O Fundo de Pensões formulou as seguintes conclusões:
a) O acórdão recorrido enferma de erro de julgamento, dado o Tribunal a quo não ter procedido a uma análise adequada e justa da situação, e principalmente, dos fundamentos e pressupostos subjacentes à prolação dos respectivos despachos (do Exmo Senhor Secretário para a Segurança de 30.06.2004 e do de Sua Excelência, o Chefe do Executivo de 25.05.2006);
b) O despacho do Exmo Senhor Secretário para a Segurança de 30.06.2004 não se traduz o efectivo provimento da sua pretensão - contagem do tempo de serviço para efeitos de aposentação desde 18.05.1984 a 21.01.1990 - mas apenas ordenou o envio do processo ao Fundo de Pensões a fim de este ponderar igualmente, a integração de esfera jurídica do militarizado de todos os direitos e deveres (descontos) decorrentes do mesmo acto;
c) o referido acto praticado pelo Exmo Senhor Secretário para a Segurança não reveste a natureza de um acto definitivo, produtora de efeitos jurídicos imediatos, quanto à pretensão do ora recorrido, e por conseguinte, não pode ser considerado, em si, como um acto constitutivo de direito;
d) A situação jurídica para efeitos de aposentação do ora recorrido não se encontrava ainda consolidada, pois, a fixação do tempo de serviço para efeitos de aposentação constitui um acto administrativo complexo apenas consolidado após a valoração, por parte do Fundo de Pensões, do tempo de serviço indicado pelos serviços de origem, neste caso, do CPSP.
e) A contagem do tempo de serviço ou cálculo da antiguidade deve sempre obedecer as respectivas normas legais, sendo anualmente elaboradas pelos serviços as respectivas listas de antiguidade nos termos do art. 160° do ETAPM), cujos exemplares são enviados ao Fundo de Pensões, cabendo a este Fundo proceder à respectiva conferência e verificar os descontos e a contagem do tempo de serviço dos mesmos ao abrigo das alíneas 3 e 4) do n° 1 do art° 17° do Regulamento Administrativo n° 16/2006;
f) Se se entender que o despacho proferido pelo Exm° Senhor Secretário para a Segurança em 30.06.2004 é um acto definidor da situação jurídica do interessado e ora recorrido para efeitos de aposentação, este acto torna-se um acto nulo por falta em absoluto de competência do autor (al. b) do n° 2 do art° 122° do CPA);
g) O referido acto é igualmente nulo por referência à impossibilidade, prevista na alínea c) do n° 2 do art° 122° do CPA., tendo em conta que a pretensão do ora recorrido - de contagem do tempo de serviço para efeitos de aposentação desde 18.05.1984 a 21.01.1990 - só é possível por via legislativa (Solução esta que foi expressamente rejeitada por despacho do Chefe do Executivo de 25.05.2006, exarado na Informação n° XXX/XXX/XXX/XXXX, de 15.05.2006, elaborada pelos SAFP);
h) No caso sub judice, a alegada “legítima expectativa” não existe e nem nunca existiu, tendo em consideração que o próprio interessado tinha perfeito conhecimento, em momentos diferentes, de que a sua pretensão carecia de suporte legal (sendo apenas possível por via legislativa), e que a sua situação jurídica para efeitos de aposentação ainda não se encontrava ainda consolidada, mesmo com o despacho do Exmo Senhor Secretário para a Segurança de 30.06.2004;
i) Sendo nulo, o referido acto não produz quaisquer efeitos jurídicos, independentemente de declaração de nulidade (n° 1 do art° 123° do CPA), nem pode considerado como constitutivo de direitos, nem tão pouco pode criar qualquer expectativa no esfera jurídica do ora recorrido.

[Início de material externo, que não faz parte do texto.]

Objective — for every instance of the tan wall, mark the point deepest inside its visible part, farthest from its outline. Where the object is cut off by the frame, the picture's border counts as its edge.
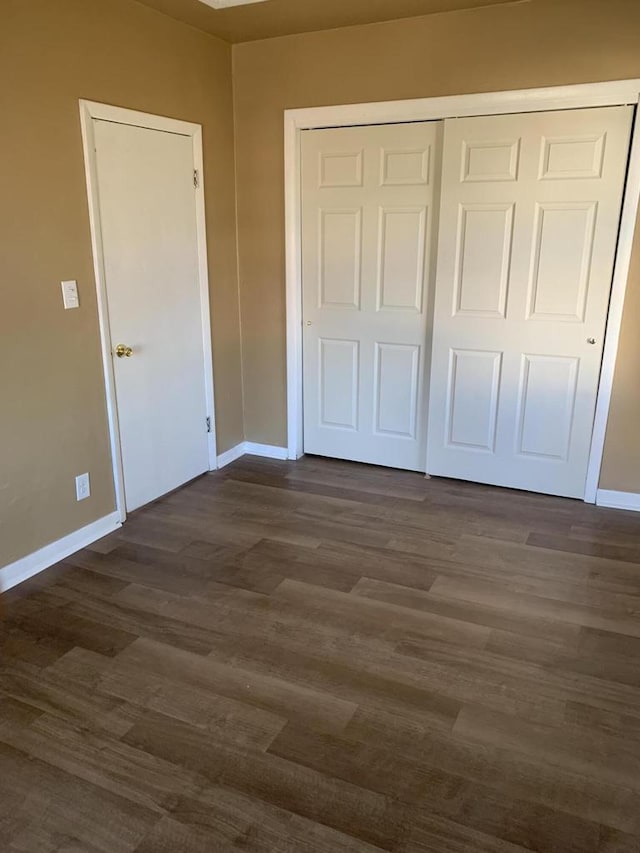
(543, 43)
(52, 405)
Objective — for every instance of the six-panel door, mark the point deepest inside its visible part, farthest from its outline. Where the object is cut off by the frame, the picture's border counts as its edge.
(528, 226)
(367, 226)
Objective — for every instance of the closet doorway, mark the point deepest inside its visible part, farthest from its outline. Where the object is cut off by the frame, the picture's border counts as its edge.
(453, 289)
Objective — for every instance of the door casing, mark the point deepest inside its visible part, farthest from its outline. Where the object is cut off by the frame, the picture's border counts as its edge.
(89, 112)
(612, 93)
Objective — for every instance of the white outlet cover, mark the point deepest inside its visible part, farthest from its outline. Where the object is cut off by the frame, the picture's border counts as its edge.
(83, 487)
(70, 294)
(227, 4)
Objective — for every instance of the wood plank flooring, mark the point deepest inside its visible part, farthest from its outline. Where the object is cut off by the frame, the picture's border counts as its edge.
(324, 657)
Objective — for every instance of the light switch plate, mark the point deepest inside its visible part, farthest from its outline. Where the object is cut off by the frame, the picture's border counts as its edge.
(83, 488)
(70, 294)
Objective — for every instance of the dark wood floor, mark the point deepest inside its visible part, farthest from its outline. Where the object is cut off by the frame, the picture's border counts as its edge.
(320, 657)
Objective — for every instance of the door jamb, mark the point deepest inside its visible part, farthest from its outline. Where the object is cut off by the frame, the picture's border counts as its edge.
(89, 111)
(613, 93)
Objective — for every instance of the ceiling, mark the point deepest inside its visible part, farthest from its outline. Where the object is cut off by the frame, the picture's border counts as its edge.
(284, 17)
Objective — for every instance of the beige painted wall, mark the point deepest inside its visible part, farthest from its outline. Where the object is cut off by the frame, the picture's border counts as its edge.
(542, 43)
(52, 406)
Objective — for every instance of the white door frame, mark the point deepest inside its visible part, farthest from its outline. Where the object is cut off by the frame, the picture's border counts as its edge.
(90, 110)
(613, 93)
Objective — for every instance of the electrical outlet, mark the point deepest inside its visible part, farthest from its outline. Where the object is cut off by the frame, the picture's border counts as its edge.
(70, 294)
(83, 489)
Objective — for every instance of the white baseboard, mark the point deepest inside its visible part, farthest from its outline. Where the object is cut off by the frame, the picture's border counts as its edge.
(618, 500)
(231, 455)
(32, 564)
(269, 451)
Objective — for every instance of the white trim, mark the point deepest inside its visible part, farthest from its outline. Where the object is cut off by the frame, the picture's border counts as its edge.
(31, 565)
(618, 500)
(268, 451)
(613, 93)
(614, 319)
(231, 455)
(89, 111)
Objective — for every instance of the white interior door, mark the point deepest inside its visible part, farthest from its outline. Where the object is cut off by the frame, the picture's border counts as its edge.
(367, 225)
(148, 224)
(528, 227)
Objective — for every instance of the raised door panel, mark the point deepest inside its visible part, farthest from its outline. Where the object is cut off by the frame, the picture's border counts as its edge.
(405, 167)
(561, 261)
(483, 254)
(570, 157)
(341, 169)
(490, 160)
(401, 259)
(338, 383)
(396, 389)
(472, 399)
(340, 242)
(546, 405)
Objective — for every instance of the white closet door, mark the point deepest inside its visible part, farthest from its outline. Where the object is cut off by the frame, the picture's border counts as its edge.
(148, 227)
(528, 228)
(367, 211)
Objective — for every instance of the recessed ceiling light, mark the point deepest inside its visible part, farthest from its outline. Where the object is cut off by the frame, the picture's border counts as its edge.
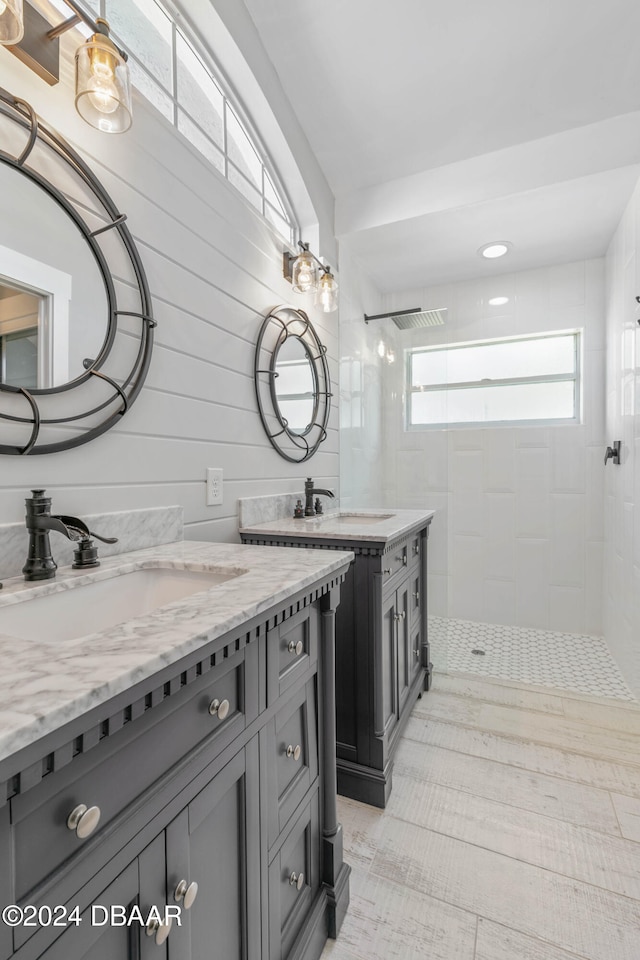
(497, 248)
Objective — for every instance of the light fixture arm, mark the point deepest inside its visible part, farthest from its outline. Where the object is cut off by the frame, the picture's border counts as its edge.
(290, 257)
(97, 26)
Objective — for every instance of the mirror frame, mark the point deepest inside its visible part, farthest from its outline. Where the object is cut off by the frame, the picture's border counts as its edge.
(89, 387)
(279, 324)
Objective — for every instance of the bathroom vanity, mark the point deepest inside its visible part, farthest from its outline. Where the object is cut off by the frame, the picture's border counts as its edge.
(382, 647)
(183, 756)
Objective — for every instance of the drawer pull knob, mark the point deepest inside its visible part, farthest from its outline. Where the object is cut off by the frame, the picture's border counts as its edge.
(83, 820)
(219, 708)
(186, 892)
(160, 929)
(297, 880)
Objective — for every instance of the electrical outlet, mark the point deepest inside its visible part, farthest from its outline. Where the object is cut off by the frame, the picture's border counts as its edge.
(214, 486)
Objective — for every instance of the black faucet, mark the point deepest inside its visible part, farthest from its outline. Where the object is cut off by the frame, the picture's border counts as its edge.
(40, 564)
(309, 493)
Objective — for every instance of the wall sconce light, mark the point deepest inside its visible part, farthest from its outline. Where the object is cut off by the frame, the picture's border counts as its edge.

O Ex.mo Magistrado do Ministério Público emitiu douto parecer em que se pronuncia pela improcedência dos recursos.

II - Os Factos
O Acórdão recorrido considerou provados os seguintes factos (expurgando-se aqueles que não se afiguram necessários à decisão):
A) O ora recorrido A foi nomeado como Guarda do CPSP com efeitos a partir de 1 de Outubro de 1984, mas só viria a ser nomeado definitivamente nos quadros, em 22 de Fevereiro de 1990.
B) Durante o período de nomeação provisória, o requerido descontava para a Caixa Geral de Aposentações (portuguesa) e não para o Fundo de Pensões de Macau.
C) Analisando a situação do ora recorrido e de outros militarizados portugueses que tinham vindo para Macau ao abrigo de um Protocolo celebrado entre o Ministério da Administração Interna português e o Governo de Macau, um memorando do Secretário para a Segurança, de 3 de Abril de 2001, entendeu que seria de toda a Justiça que o tempo de serviço daqueles militarizados, até à sua nomeação definitiva nas corporações policiais de Macau, pudesse ser contado para efeitos de pensão de aposentação e sobrevivência, pelo que redigiu um projecto de diploma tendente a conseguir tal objectivo.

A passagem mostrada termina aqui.